The short film will commemorate World Environment Day on June 5. The theme for #WorldEnvironmentDay2021 is “Ecosystem Restoration“.

The film, created for Shamwari TV, will showcase the Eastern Cape private game reserve and how interconnected ecosystems were destroyed and the complexity of rebuilding them.

According to Shamwari head ranger Andrew Kearney, Shamwari began buying farmland over 60 years ago. He explained how they took down the fences and reintroduced indigenous animals like elephant, white rhino and hippo. Other animals like black rhino and buffalo followed in 1993 and 1994, and cheetah, lion and brown hyena were brought in 2000. Serval and leopard were reintroduced in 2001.

Kearny explained how the extermination of large game, specifically elephant and buffalo, impacted smaller species such as the Addo flightless dung beetle. The beetle is dependent on the dung from these animals for food and nesting.

“An area like Shamwari has increased its range. Not only are we about the big animals, but we are also about the small stuff as it is all interconnected.
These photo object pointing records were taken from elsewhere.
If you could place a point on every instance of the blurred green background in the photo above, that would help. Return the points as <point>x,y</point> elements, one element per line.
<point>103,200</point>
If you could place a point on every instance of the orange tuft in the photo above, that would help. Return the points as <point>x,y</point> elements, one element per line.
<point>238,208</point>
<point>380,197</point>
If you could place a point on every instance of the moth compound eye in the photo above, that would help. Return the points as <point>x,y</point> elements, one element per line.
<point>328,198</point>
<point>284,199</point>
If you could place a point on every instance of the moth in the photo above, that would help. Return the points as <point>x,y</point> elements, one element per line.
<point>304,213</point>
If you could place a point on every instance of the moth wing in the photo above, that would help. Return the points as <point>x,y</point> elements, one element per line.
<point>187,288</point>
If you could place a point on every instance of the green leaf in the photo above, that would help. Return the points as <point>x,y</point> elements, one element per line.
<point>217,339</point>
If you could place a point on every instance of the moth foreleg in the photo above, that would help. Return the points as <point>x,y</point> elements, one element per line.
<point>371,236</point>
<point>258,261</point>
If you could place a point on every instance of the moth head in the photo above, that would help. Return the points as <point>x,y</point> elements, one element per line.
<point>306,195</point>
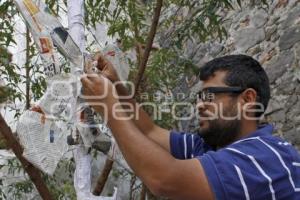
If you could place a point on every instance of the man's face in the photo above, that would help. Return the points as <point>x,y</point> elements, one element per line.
<point>219,121</point>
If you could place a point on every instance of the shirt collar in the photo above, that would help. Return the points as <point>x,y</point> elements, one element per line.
<point>263,130</point>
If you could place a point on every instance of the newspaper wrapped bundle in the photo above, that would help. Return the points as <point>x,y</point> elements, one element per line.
<point>44,140</point>
<point>47,31</point>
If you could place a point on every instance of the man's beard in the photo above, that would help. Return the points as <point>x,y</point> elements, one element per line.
<point>220,132</point>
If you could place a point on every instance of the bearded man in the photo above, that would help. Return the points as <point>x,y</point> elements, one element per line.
<point>232,158</point>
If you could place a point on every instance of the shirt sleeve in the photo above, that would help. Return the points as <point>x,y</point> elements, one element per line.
<point>244,172</point>
<point>186,145</point>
It has to fit together to form a healthy ecosystem,” Kearny said in the video.

He said the Addo flightless dung beetle was reintroduced to Shamwari in 1997 to ensure a complete and healthy ecosystem.

He also explained that when Shamwari reintroduced larger game such as rhino, buffalo and antelope they realised they’d also need the oxpeckers to control the external parasites.

“Initially fifty birds from the Kruger National Park were released and the population has since increased exponentially.

“Like the dung beetles, the population of oxpeckers are an indicator of the health of the ecosystem.

“While reintroducing flora and fauna and restoring ecosystems is a massive and hugely expensive undertaking, it is the small decisions that all of us make which can and do have an impact on our environment,” he added.